Auteur polymorphe, Jean-Luc Cornette travaille souvent en duo avec un dessinateur (Michel Constant, Christian Durieux, Emmanuel Moynot, Eric Warnauts, Stéphane Oiry, Flore Balthazar, René Hausman, Vanyda ou Marc-Renier, entre autres) sur un projet dont il réalise le scénario. Mais pour adapter La perle, court roman publié en 1947 par le grand John Steinbeck, il a travaillé seul, assurant lui-même également le dessin. Ce choix renforce la cohérence et la puissance d'un album aussi sombre que sont expressif le trait de l'auteur et vives ses couleurs, sous le soleil écrasant de la Basse-Californie où se déroule l'intrigue composée comme une fable sociale par l'écrivain américain, qui s'est inspiré d'un conte mexicain.
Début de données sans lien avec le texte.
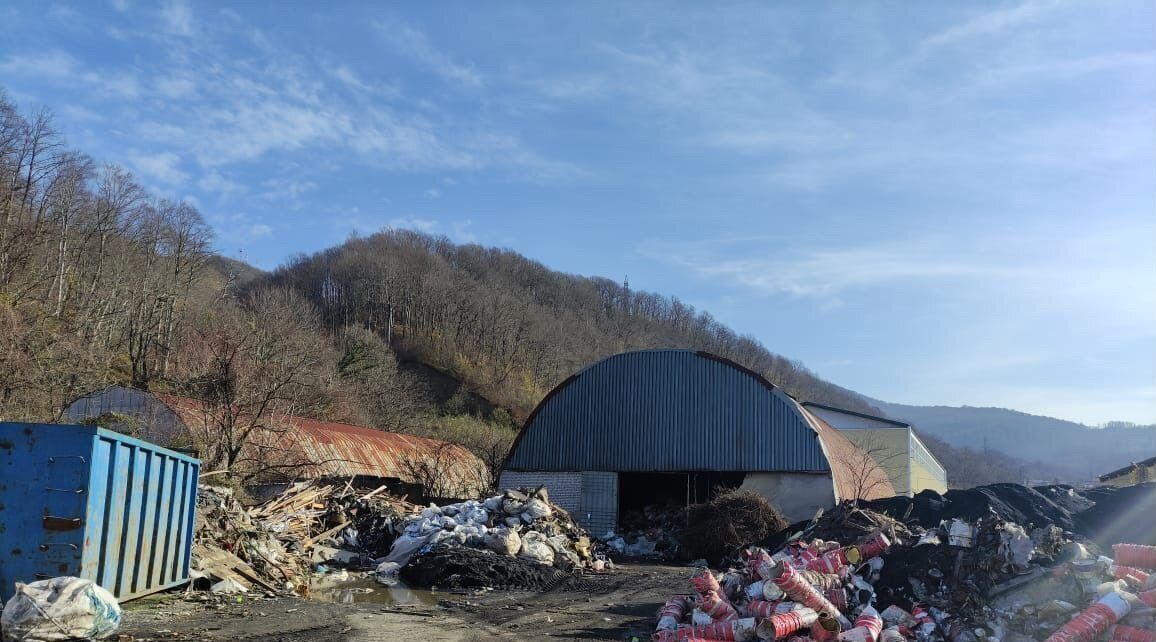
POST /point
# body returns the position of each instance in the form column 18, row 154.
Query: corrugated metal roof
column 667, row 411
column 345, row 450
column 856, row 473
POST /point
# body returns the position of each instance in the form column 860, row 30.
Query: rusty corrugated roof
column 318, row 449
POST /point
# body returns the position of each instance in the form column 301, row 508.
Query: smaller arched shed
column 668, row 427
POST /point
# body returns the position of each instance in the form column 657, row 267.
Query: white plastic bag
column 59, row 609
column 535, row 547
column 536, row 509
column 505, row 541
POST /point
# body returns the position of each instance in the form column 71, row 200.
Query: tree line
column 103, row 282
column 509, row 326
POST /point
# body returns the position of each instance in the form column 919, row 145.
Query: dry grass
column 733, row 518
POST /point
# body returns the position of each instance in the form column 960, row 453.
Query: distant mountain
column 1079, row 452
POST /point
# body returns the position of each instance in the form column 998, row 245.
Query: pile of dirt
column 1124, row 514
column 1010, row 502
column 460, row 567
column 1103, row 515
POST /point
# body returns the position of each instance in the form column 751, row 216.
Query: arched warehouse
column 671, row 425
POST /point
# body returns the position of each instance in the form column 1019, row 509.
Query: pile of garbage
column 651, row 531
column 857, row 575
column 279, row 545
column 316, row 528
column 519, row 524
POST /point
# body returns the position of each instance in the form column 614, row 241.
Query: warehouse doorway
column 671, row 491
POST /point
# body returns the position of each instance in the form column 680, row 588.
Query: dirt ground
column 620, row 605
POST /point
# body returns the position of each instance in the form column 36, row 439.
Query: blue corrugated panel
column 667, row 411
column 88, row 502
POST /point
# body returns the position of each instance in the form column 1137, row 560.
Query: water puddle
column 367, row 590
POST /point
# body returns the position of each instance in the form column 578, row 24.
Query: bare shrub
column 733, row 518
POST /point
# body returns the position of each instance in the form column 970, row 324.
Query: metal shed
column 642, row 423
column 89, row 502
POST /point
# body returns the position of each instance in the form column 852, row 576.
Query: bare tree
column 866, row 465
column 250, row 366
column 445, row 471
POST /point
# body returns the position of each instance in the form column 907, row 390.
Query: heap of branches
column 733, row 518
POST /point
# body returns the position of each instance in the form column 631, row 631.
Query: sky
column 949, row 204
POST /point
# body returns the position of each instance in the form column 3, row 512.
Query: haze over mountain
column 954, row 207
column 1071, row 450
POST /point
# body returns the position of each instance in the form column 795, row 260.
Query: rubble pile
column 488, row 543
column 649, row 532
column 858, row 575
column 278, row 545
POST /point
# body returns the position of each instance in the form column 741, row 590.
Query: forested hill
column 509, row 326
column 1072, row 450
column 103, row 282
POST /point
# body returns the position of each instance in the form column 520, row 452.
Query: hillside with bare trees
column 103, row 282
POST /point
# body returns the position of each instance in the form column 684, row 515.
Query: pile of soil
column 460, row 567
column 1010, row 502
column 1105, row 515
column 1119, row 515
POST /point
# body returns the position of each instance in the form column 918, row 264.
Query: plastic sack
column 505, row 541
column 59, row 609
column 536, row 509
column 535, row 547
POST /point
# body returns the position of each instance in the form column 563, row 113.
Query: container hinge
column 46, row 545
column 60, row 523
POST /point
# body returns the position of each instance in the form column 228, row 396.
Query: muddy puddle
column 367, row 590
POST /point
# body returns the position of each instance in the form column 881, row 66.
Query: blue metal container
column 89, row 502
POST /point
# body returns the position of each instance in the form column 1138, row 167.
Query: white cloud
column 412, row 42
column 177, row 17
column 163, row 167
column 412, row 222
column 987, row 23
column 219, row 184
column 175, row 87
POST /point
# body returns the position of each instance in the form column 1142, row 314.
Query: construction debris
column 276, row 546
column 857, row 575
column 317, row 526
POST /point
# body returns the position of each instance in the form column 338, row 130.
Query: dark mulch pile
column 732, row 519
column 460, row 567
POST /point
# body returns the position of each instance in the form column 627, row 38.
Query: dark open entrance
column 638, row 492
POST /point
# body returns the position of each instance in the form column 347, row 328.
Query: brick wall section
column 599, row 502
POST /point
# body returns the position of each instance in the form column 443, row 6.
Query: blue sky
column 925, row 203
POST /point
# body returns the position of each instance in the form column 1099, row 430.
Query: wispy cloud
column 987, row 23
column 413, row 43
column 163, row 167
column 412, row 222
column 178, row 17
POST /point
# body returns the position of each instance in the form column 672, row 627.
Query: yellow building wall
column 1138, row 476
column 889, row 449
column 923, row 479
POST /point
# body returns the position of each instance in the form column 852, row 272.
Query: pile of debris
column 316, row 526
column 276, row 546
column 856, row 575
column 651, row 531
column 517, row 525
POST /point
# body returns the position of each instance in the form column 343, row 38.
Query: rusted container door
column 88, row 502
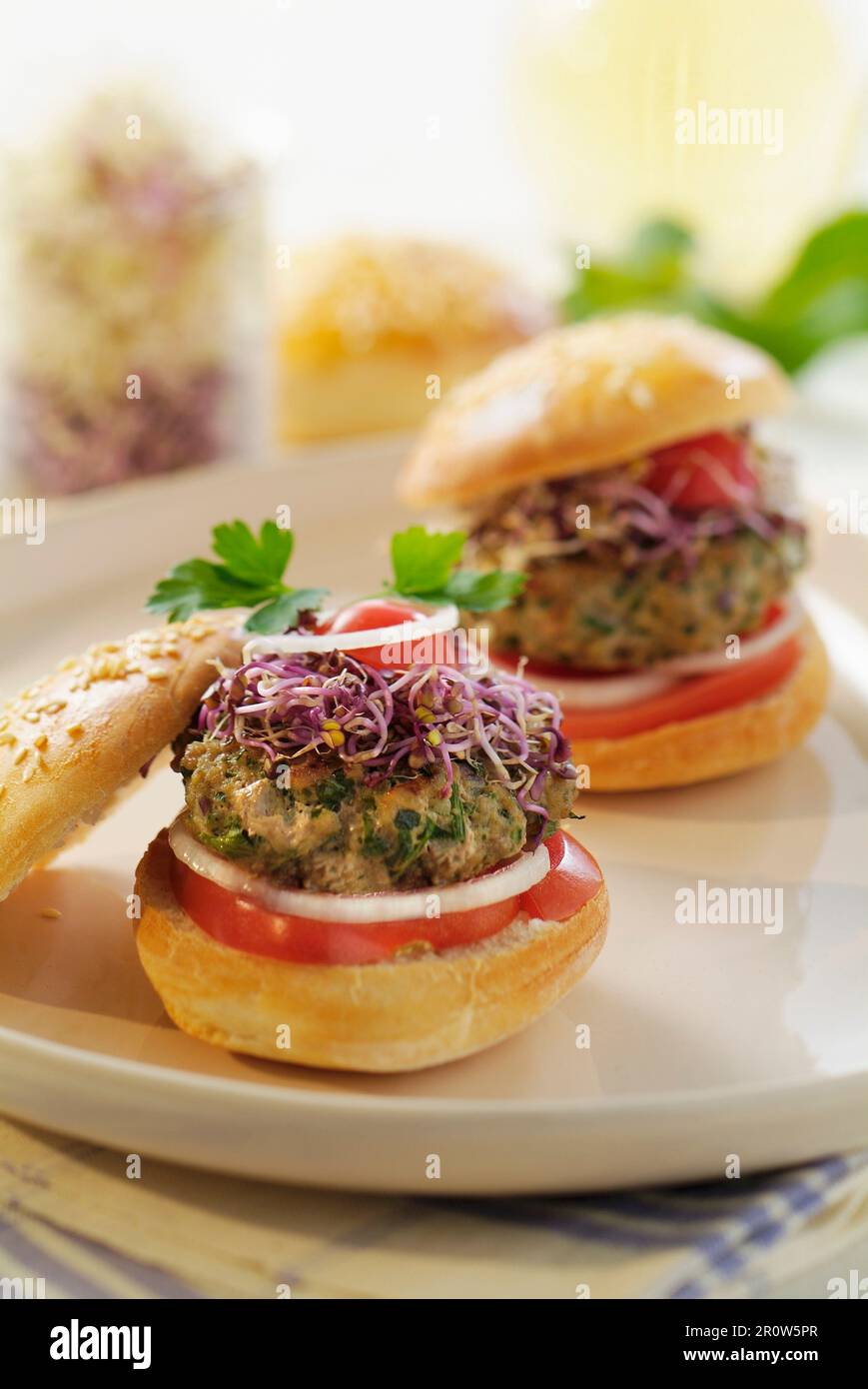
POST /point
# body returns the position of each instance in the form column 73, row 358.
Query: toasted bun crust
column 718, row 744
column 378, row 1017
column 364, row 323
column 74, row 737
column 589, row 396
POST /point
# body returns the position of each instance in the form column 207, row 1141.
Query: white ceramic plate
column 706, row 1040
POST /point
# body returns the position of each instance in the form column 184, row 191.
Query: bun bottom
column 399, row 1015
column 717, row 744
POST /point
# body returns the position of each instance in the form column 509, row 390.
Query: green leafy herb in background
column 821, row 299
column 250, row 576
column 426, row 567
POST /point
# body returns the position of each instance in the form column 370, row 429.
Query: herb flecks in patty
column 402, row 832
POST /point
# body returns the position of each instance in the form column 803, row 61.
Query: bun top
column 74, row 737
column 587, row 396
column 352, row 296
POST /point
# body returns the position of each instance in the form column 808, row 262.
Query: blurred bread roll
column 373, row 331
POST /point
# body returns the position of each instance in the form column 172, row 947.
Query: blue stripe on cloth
column 724, row 1227
column 157, row 1282
column 60, row 1278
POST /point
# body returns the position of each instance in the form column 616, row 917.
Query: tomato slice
column 689, row 474
column 572, row 879
column 241, row 922
column 690, row 697
column 367, row 616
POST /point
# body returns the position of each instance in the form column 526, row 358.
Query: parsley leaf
column 483, row 592
column 818, row 300
column 256, row 562
column 285, row 612
column 423, row 560
column 252, row 576
column 426, row 566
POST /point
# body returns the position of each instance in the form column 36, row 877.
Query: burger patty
column 585, row 610
column 320, row 826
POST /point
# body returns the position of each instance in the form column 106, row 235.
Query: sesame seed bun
column 717, row 744
column 398, row 1015
column 364, row 324
column 583, row 398
column 72, row 739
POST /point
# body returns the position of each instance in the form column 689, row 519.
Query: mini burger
column 373, row 328
column 615, row 464
column 369, row 872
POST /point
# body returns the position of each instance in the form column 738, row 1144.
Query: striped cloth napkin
column 71, row 1215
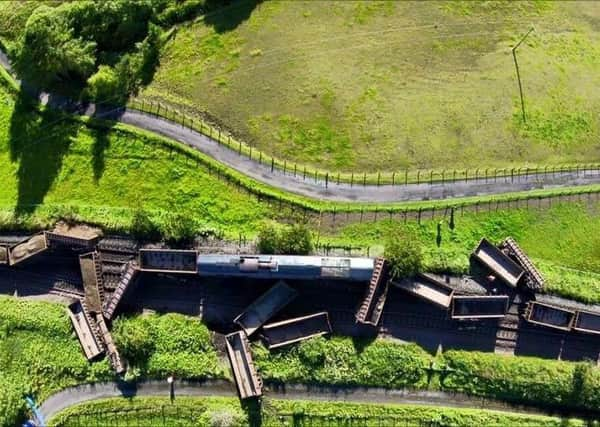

Au sud de la Californie donc, à proximité du Mexique, Kino exerce le dur métier de pêcheur de perles. Chaque jour depuis sa barque, sans autre matériel que son couteau pour détacher et ouvrir les huîtres, il plonge dans l'océan Pacifique, revenant le plus souvent bredouille dans la masure où il vit pauvrement aux confins du désert, avec sa femme Juana, qu'il n'a pas encore trouvé les moyens financiers d'épouser, et son fils de quelques mois, Coyotito. Or voici qu'un scorpion pique le petit Coyotito et que le médecin du bourg refuse de le soigner puisque ses parents n'ont pas la possibilité de le payer. Kino redouble d'ardeur à la pêche aux huîtres et finit par remonter la perle, « la plus grosse perle du monde », celle qui doit lui permettre de financer les soins de son fils.
Las, à peine remontée du fond de l'océan, la perle attise toutes les convoitises. Aux propositions malhonnêtes succèdent les menaces et les agressions, jusqu'au drame. L'argent ne fait pas le bonheur, c'est la morale de l'histoire. Mais ce n'est pas la seule. Jean-Luc Cornette, qui place son récit sous les doubles auspices d'un cochonnet débonnaire et d'un chien aux allures de renard prêt à mordre, presse l'intrigue jusqu'à l'épure pour en exsuder toute la misère du monde tel qu'il se présente aux pauvres. Ce désert de Basse-Californie aussi beau que menaçant. Cet océan à la fois nourricier et maléfique. Ces bourgeois aussi indifférents que voraces. Ces pêcheurs aussi solidaires que jaloux, et retors, et violents quand ils doivent lutter pour leur survie.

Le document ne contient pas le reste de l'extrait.